Lower bound on $L^2$-norm of derivative

Question

Suppose I want to approximate the indicator function $f:= \chi_{[0,1]}$ on $\mathbb{R}$ with mollifications (choose the standard mollifier $\phi$). Then we know that with respect to $L^2$ we have $\phi_\epsilon * f \to f$ as $\epsilon\to 0$. What should happen for the derivatives $\phi'_\epsilon * f$ is that they do not converge $L^2$ (the closer we get, the steeper the slope should get at say $x=0$). However I am having difficulties proving this with an explicit lower bound on $\lvert\lvert\phi'_\epsilon * f\rvert\rvert_2$, that explodes as $\epsilon\to 0$. Since we get a factor of $1/\epsilon$ from $\phi'_\epsilon$, i suppose this is the divergence rate but I do not have a precise argument for that. Can someone help out with a reference here? I am sure this was done before.

Answer 1

Heuristically speaking, the derivative of $f$ is a sum of Dirac deltas, the regularization of which stays bounded in $L^1$ and grows like $\epsilon^{-1}$ in $L^\infty$. Thus, by Hölder’s inequality, you expect the $L^2$ norm of $\phi_\epsilon’ *f$ to grow like $1/\sqrt \epsilon$.

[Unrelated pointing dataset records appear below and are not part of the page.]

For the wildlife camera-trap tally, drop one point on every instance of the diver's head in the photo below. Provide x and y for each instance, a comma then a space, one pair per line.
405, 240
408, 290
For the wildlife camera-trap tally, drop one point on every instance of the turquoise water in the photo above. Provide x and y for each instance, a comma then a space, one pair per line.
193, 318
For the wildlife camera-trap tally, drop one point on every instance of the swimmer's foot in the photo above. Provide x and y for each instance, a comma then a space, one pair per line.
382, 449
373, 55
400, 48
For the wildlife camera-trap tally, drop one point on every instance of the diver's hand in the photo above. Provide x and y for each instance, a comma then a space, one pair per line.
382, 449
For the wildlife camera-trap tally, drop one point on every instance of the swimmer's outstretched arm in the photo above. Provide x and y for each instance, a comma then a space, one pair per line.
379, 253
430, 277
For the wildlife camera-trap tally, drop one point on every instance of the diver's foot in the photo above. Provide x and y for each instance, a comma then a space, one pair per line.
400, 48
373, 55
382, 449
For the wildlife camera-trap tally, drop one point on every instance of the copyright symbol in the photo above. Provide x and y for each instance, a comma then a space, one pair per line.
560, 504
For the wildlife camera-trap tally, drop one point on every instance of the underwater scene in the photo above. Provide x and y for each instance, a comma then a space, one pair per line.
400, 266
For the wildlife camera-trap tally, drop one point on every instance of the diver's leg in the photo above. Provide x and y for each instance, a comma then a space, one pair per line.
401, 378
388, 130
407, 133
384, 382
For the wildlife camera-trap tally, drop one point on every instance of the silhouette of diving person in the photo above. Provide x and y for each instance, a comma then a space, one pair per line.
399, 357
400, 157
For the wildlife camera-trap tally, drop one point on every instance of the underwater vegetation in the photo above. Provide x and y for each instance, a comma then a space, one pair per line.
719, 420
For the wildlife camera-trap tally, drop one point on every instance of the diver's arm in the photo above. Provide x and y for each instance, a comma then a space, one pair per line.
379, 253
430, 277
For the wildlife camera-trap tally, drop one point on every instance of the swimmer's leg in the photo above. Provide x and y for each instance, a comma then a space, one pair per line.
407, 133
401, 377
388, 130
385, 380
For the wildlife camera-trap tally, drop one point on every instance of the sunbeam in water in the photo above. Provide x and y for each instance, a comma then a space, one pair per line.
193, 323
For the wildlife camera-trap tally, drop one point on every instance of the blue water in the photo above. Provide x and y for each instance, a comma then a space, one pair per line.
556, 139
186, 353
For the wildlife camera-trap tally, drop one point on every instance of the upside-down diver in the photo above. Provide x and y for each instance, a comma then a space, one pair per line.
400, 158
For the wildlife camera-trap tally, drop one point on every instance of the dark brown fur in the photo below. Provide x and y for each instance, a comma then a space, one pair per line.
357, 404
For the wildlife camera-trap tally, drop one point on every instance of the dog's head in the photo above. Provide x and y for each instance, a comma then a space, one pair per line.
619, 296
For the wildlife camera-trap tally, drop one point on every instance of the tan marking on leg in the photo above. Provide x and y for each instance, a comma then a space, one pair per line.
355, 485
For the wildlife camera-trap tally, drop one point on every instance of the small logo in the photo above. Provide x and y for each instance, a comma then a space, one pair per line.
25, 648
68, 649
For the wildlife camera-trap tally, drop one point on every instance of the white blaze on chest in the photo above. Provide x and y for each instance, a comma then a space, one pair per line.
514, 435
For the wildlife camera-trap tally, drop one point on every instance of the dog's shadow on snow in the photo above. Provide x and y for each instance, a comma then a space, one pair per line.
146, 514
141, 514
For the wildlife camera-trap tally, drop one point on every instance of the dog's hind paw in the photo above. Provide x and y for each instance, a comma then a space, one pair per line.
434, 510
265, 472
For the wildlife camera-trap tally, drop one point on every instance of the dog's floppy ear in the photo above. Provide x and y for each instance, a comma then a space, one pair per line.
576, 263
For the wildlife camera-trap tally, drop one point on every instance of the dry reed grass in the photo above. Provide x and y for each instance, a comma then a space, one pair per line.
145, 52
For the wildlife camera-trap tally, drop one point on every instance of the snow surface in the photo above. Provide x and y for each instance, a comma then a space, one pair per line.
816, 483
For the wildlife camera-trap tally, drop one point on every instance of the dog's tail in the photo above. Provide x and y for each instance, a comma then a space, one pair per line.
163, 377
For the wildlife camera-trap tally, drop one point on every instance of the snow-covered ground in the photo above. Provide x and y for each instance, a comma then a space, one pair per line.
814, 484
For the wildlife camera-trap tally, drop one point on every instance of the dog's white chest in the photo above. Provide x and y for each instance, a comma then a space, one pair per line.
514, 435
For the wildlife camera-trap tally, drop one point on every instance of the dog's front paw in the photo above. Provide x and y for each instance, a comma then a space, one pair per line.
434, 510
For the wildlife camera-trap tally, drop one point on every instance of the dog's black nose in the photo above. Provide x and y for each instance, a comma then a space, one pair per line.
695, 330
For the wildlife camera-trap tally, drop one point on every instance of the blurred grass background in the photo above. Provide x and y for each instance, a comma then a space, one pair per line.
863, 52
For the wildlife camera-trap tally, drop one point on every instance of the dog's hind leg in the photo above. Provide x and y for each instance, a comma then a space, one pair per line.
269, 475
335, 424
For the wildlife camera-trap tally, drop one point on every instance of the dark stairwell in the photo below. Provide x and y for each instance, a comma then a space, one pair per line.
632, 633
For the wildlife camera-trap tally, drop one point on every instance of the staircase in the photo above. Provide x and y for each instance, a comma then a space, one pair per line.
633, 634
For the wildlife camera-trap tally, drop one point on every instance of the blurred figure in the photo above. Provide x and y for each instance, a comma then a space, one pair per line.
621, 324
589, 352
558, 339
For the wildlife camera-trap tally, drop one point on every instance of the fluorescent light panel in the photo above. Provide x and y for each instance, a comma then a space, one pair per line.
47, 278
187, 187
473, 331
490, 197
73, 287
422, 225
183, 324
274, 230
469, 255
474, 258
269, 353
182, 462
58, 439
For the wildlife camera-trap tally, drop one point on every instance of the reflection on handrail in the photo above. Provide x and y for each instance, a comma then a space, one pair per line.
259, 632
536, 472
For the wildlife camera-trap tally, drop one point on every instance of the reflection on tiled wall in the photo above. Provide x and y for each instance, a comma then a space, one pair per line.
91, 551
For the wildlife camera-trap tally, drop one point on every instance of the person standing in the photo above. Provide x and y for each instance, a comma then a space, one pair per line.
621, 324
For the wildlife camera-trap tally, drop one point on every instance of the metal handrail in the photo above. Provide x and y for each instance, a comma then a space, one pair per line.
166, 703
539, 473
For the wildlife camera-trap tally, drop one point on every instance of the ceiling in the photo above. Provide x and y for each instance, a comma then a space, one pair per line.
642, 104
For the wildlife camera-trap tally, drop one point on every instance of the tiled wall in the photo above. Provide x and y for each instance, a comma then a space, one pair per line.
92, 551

Explicitly, assume that $\phi_1$ has has support in $[-1,1]$. Then by algebraic manipulations it holds $$ [\phi_\epsilon’ *f](x)= \phi_\epsilon(x)-\phi_\epsilon(x-1),$$ where the two addends on the right-hand side have disjoint supports assuming $\epsilon<1$. This means that $$ || \phi_\epsilon’ *f||_{L^2}^2=|| \phi_\epsilon||_{L^2}^2+|| \phi_\epsilon(\cdot-1)||_{L^2}^2=2|| \phi_\epsilon||_{L^2}^2. $$ Then one has to compute the quantity on the right hand side: $$ || \phi_\epsilon||_{L^2}^2=\int_\mathbb R|\epsilon^{-1}\phi(\epsilon^{-1}t)|^2dt= \epsilon^{-1}\int_\mathbb R|\phi(s)|^2ds\sim \epsilon^{-1}, $$ so that the $L^2$ norm of $\phi_\epsilon’ *f$ grows like $1/\sqrt \epsilon$.

Edit. If you remember my answer to this question, you can also think of this on the Fourier side and have very precise information: the Fourier transform of $f$ is bounded by $1/|\xi|$, so that the Fourier transform of $\frac{d}{dx}f$ is bounded. By Plancherel’s theorem, $||f_\epsilon’||_{L^2}=|||\xi|\widehat {f_\epsilon}||_{L^2}=|||\xi|\widehat f ( \cdot)\widehat \phi(\epsilon\cdot) ||_{L^2}\leq|||\xi|\widehat f||_{L^\infty}||\widehat\phi(\epsilon\cdot)||_{L^2},$ and you can compute the latter norm explicitly.